Albert Sun, a young journalist at the New York Times, recently authored an article entitled “The Monitored Man” chronicling his experience using a multitude of health fitness trackers over the last few months. I wanted to ask him about his fitness tracking adventure and gain further insight into this booming sector from a “super user” who at times was simultaneously wearing up to four fitness tracking devices.
Tom Fowler, Medgadget: Albert, tell me about why you decided to put fitness tracking devices to the test.
Albert Sun: I think it started with a really simple graphic that my colleague Alastair put together last year listing a few interesting wearable health monitors and what things they measured. For that he put together this google spreadsheet and we sort of tried to keep it up to date with all the different gadgets as we heard about them.
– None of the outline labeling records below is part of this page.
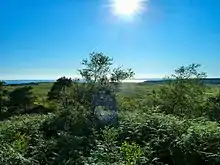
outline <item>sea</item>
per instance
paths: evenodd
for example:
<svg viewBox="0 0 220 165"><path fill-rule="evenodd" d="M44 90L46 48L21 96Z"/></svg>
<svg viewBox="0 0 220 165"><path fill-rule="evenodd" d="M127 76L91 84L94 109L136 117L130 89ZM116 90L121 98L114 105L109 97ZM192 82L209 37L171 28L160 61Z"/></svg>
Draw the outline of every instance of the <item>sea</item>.
<svg viewBox="0 0 220 165"><path fill-rule="evenodd" d="M7 85L9 84L28 84L28 83L47 83L55 82L55 80L3 80Z"/></svg>
<svg viewBox="0 0 220 165"><path fill-rule="evenodd" d="M154 79L132 79L132 80L124 80L123 82L130 82L130 83L141 83L145 81L153 81L153 80L159 80L157 78ZM10 84L28 84L28 83L49 83L49 82L55 82L56 80L3 80L7 85Z"/></svg>

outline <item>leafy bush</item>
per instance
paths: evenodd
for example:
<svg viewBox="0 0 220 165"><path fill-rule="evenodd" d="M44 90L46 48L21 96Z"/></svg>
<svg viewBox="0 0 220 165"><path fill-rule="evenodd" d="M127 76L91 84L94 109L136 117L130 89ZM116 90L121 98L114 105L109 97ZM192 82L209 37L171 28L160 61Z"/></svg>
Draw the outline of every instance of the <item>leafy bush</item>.
<svg viewBox="0 0 220 165"><path fill-rule="evenodd" d="M199 72L200 65L192 64L180 67L168 80L168 84L154 93L154 105L161 112L181 117L201 117L205 101L205 87L202 78L205 73Z"/></svg>

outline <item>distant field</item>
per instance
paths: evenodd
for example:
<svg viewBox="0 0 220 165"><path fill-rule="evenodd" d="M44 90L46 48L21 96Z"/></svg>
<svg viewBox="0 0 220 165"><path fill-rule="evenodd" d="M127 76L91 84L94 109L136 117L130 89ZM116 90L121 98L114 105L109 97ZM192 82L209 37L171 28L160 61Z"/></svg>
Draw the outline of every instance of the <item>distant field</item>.
<svg viewBox="0 0 220 165"><path fill-rule="evenodd" d="M53 83L39 83L38 85L33 85L33 92L38 98L45 99L52 85ZM7 86L7 88L9 91L12 91L15 88L23 86L24 85ZM148 94L152 90L157 90L160 86L162 86L162 84L158 83L122 83L119 87L118 92L123 95L141 95ZM220 91L220 85L207 85L208 95L213 95L218 91Z"/></svg>

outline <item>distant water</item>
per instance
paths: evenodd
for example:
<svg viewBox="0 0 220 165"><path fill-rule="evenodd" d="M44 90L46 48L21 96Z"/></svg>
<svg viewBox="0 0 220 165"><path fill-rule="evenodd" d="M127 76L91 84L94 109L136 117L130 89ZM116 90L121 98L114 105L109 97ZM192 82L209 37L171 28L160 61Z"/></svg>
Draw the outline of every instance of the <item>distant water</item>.
<svg viewBox="0 0 220 165"><path fill-rule="evenodd" d="M142 78L142 79L132 79L125 80L123 82L131 82L131 83L141 83L145 81L158 81L162 80L160 78ZM55 82L55 80L3 80L6 84L28 84L28 83L46 83L46 82ZM81 80L83 82L83 80Z"/></svg>
<svg viewBox="0 0 220 165"><path fill-rule="evenodd" d="M28 84L28 83L44 83L54 82L55 80L3 80L6 84Z"/></svg>

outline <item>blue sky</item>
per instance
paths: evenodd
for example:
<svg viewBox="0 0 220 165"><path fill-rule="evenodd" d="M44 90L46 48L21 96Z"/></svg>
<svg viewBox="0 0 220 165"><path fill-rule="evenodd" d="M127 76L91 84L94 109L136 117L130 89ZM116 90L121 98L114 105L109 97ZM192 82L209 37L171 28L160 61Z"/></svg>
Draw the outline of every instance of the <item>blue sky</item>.
<svg viewBox="0 0 220 165"><path fill-rule="evenodd" d="M108 0L0 0L0 79L75 76L92 51L136 77L202 64L220 77L220 1L148 0L127 21Z"/></svg>

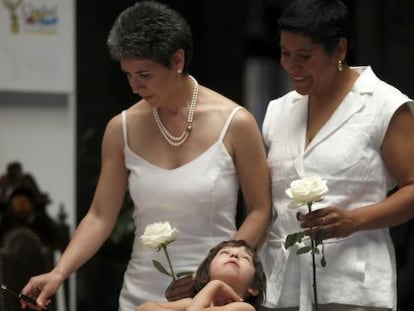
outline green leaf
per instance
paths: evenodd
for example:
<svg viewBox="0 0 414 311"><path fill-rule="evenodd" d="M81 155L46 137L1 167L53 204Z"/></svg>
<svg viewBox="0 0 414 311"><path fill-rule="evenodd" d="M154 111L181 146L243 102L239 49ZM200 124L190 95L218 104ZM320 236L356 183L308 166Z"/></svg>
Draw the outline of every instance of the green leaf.
<svg viewBox="0 0 414 311"><path fill-rule="evenodd" d="M310 246L304 246L304 247L299 248L296 251L296 254L297 255L305 254L305 253L309 252L310 250L312 250L312 247L310 247Z"/></svg>
<svg viewBox="0 0 414 311"><path fill-rule="evenodd" d="M317 247L311 248L311 253L319 255L320 254L319 248L317 248Z"/></svg>
<svg viewBox="0 0 414 311"><path fill-rule="evenodd" d="M323 255L322 258L321 258L321 266L322 267L326 267L326 258L325 258L325 255Z"/></svg>
<svg viewBox="0 0 414 311"><path fill-rule="evenodd" d="M164 267L163 265L157 261L157 260L152 260L152 264L154 265L154 267L161 273L164 273L166 275L172 276L171 273L169 273Z"/></svg>
<svg viewBox="0 0 414 311"><path fill-rule="evenodd" d="M323 244L323 239L325 238L325 230L321 229L315 233L315 244L316 246Z"/></svg>
<svg viewBox="0 0 414 311"><path fill-rule="evenodd" d="M304 232L296 232L289 234L285 240L285 248L288 249L289 247L295 245L296 243L302 242L303 237L305 236Z"/></svg>
<svg viewBox="0 0 414 311"><path fill-rule="evenodd" d="M193 274L193 271L182 271L177 273L177 278Z"/></svg>

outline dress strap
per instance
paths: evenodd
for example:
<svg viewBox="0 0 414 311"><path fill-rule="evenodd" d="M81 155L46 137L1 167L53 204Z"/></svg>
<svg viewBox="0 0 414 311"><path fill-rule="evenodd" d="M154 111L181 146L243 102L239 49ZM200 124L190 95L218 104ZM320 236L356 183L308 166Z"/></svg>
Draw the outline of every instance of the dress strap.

I was constantly adding things to it and at a point felt that if I was having this much trouble keeping track of all of them that probably other people were as well. My original idea was actually to put them all to the test in accuracy and be able to chart which ones were the most accurate. I had plans to reverse engineer their drivers and access the raw data they were recording. But once I actually started wearing them I realized that, yes there was a lot of data, but it was actually this idea of motivation and behavior change and how you understand the data that was much more interesting.
Medgadget: You mentioned that many trackers were lacking in detecting exertion and activities like biking and fidgeting. Are the device makers missing the point, or are these merely due to current technical limitations?
Albert Sun: It’s definitely due to current technical limitations. If companies could make devices that could track everything perfectly, I think they absolutely would. And I think a lot of people see that kind of tracking as a kind of holy grail and are trying very hard to make it to that goal. I’m not so sure that’s a good idea. No tracker is going to be able to fully track everything about you and we’ve all already got a perfectly good “tracker” that’s wired in to every part of our body: our brain. My colleague Gretchen Reynolds writes about that in her article on why she decides to remain a “tech nudie.”
Yes an objective measure of your activity level is useful, but it’s just one view, and it has to be integrated into the broader subjective view of how you feel.
Medgadget: If every fitness tracking device producing company CEO was reading this interview, what tips would you like to give them?
Albert Sun: I think many of these CEO’s are already thinking about the things and experiences I wrote about. From talking to their users they know what experiences people are having and they’re definitely improving rapidly. Just in the time I’ve been using them they’ve improved a lot.
There are two things that I think they could do that would improve people’s experiences though. First is they could be a little more upfront in their marketing of these devices about what they can and can’t do instead of presenting them as magic.
The other thing that I think would be really helpful would be for them to put some error bars on the data they show and indicate that they are estimates and the true values lie somewhere in a range. I think that would go a long way towards helping people interpret their data in the proper context.
I might be sounding overly pessimistic about activity tracking, but I actually really like these devices and think they’re very cool and useful. But to be very cool and useful I think people have to approach them the right way and that means having realistic expectations of how they work. Otherwise people will be disappointed.
Medgadget: Would you say your conclusion “I don’t need a monitor anymore. I’m tracking me.” is a reflection of a large part of the market, in that many will initially use but then no longer have a need for trackers?
Albert Sun: Yes, absolutely. It’s maybe not a permanent thing, but it could be a now and again thing. I mean, are we really expecting people to start now and wear something that tracks their movement continually until they’re in the grave?
The goal here is to be healthier and happier — to live well — not to be perfectly quantified. Once an activity tracker has helped you do that it should ideally fade to the background to the point where you can almost forget about it. I obviously haven’t been able to do that while I’ve been working on this story, I’ve been juggling a lot of different gadgets and apps and chargers trying to keep everything straight. It’s quite taxing and it takes a toll on all the other things that life is about.